Cuento todo esto para que comprenda el lector mi estupor al oír unas declaraciones de un expresidente del gobierno de España, en que cuando el periodista le pregunta si no creía que era condición principal para ser presidente del gobierno de España saber hablar inglés, aquel le respondió algo así como: “Así que vd. también es de los que cree que los lideres deben saber inglés? ¡Eso es muy aristocrático y poco democrático”.
Fue todo un shock. Su contestación trataba de quebrar mis pilares más sólidos de lo que entendía como debe ser un hombre de provecho. Siempre había pensado que al menos debemos aspirar a que quienes nos dirijan sean los mejores.

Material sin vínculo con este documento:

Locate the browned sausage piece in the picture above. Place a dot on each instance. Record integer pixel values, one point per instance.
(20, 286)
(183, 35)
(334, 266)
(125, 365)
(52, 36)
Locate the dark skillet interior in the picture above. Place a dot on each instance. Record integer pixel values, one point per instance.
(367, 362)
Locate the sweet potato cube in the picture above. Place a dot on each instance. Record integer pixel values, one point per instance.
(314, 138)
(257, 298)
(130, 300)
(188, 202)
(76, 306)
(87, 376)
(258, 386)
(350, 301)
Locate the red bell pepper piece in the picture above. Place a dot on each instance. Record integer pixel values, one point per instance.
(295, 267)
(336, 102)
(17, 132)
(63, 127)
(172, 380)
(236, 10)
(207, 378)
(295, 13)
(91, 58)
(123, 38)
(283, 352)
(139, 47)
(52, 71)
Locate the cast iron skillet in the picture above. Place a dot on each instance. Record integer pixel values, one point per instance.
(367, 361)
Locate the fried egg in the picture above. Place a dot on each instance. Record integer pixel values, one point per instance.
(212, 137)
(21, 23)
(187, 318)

Platón lo decía.
Estas reflexiones me vinieron a la mente, a raíz de las declaraciones de un líder político, profesor de universidad que no catedrático, pero al que votan casi la cuarta parte de los españoles cuando, después de unas declaraciones políticas sobre una sentencia judicial el periodista le pregunta si había leído la sentencia. Su contestación fue: ”Si me tengo que informar de cada uno de los temas antes de hacer declaraciones, no podría hacer declaración alguna”. Otro nuevo shock¡
Cuando Alicia, persiguiendo al conejo se cae por el túnel, va viendo como en las paredes existen gran cantidad de frascos. Todos etiquetados. De mermelada de naranja, de ciruela, de manzana. Aquello era el País de las Maravillas. El problema grave era que todos aquellos frascos estaban vacíos. No tenían ninguna clase de mermelada. Eran frascos vacíos.